The English Divorce Act of 1857 refused divorce when there was collusion, as well as when there was any countercharge against the petitioner, and the Matrimonial Causes Act of 1860 provided the machinery for guaranteeing these bars to divorce. This question of collusion is discussed by G.P. Bishop (op. cit., vol. ii, Ch. IX). “However just a cause may be,” Bishop remarks, “if parties collude in its management, so that in real fact both parties are plaintiffs, while by the record the one appears as plaintiff and the other as defendant, it cannot go forward. All conduct of this sort, disturbing to the course of justice, falls within the general idea of fraud on the court. Such is the doctrine in principle everywhere.”
It is quite evident that from the social or the moral point of view, it is best that when a husband and wife can no longer live together, they should part amicably, and in harmonious agreement effect all the arrangements rendered necessary by their separation. The law ridiculously forbids them to do so, and declares that they must not part at all unless they are willing to part as enemies. In order to reach a still lower depth of absurdity and immorality the law goes on to say that if as a matter of fact they have succeeded in becoming enemies to each other to such an extent that each has wrongs to plead against the other party they cannot be divorced at all![342] That is to say that when a married couple have reached a degree of separation which makes it imperatively necessary, not merely in their own interests but in the moral interests of society, that they should be separated and their relations to other parties concerned regularized, then they must on no account be separated.

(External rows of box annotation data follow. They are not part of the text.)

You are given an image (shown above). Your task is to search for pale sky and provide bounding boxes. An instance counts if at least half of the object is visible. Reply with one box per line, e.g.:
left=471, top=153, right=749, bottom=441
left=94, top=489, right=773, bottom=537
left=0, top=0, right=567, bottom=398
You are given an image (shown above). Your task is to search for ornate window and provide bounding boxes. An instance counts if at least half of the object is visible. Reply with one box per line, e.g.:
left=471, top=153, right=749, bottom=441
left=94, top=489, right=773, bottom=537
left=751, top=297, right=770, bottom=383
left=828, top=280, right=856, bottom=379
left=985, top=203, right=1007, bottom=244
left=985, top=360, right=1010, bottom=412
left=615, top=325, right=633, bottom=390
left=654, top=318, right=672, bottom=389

It is clear how these provisions of the law are totally opposed to the demands of reason and morality. Yet at the same time it is equally clear how no efforts of the lawyers, however skilful or humane those efforts may be, can bring the present law into harmony with the demands of modern civilization. It is not the lawyers who are at fault; they have done their best, and, in England, it is entirely owing to the skilful and cautious way in which the judges have so far as possible pressed the law into harmony with modern needs, that our antiquated divorce laws have survived at all. It is the system which is wrong. That system is the illegitimate outgrowth of the Canon law which grew up around conceptions long since dead. It involves the placing of the person who imperils the theoretical indissolubility of the matrimonial bond in the position of a criminal, now that he can no longer be publicly condemned as a sinner. To aid and abet that criminal is itself an offence, and the aider and abettor of the criminal must, therefore, be inconsequently punished by the curious method of refraining from punishing the criminal. We do not openly assert that the defendant in a divorce case is a criminal; that would be to render the absurdity of it too obvious, and, moreover, would be hardly consistent with the permission to claim damages which is based on a different idea. We hover uncertainly between two conceptions of divorce, both of them bad, each inconsistent with the other, and neither of them capable of being pushed to its logical conclusions.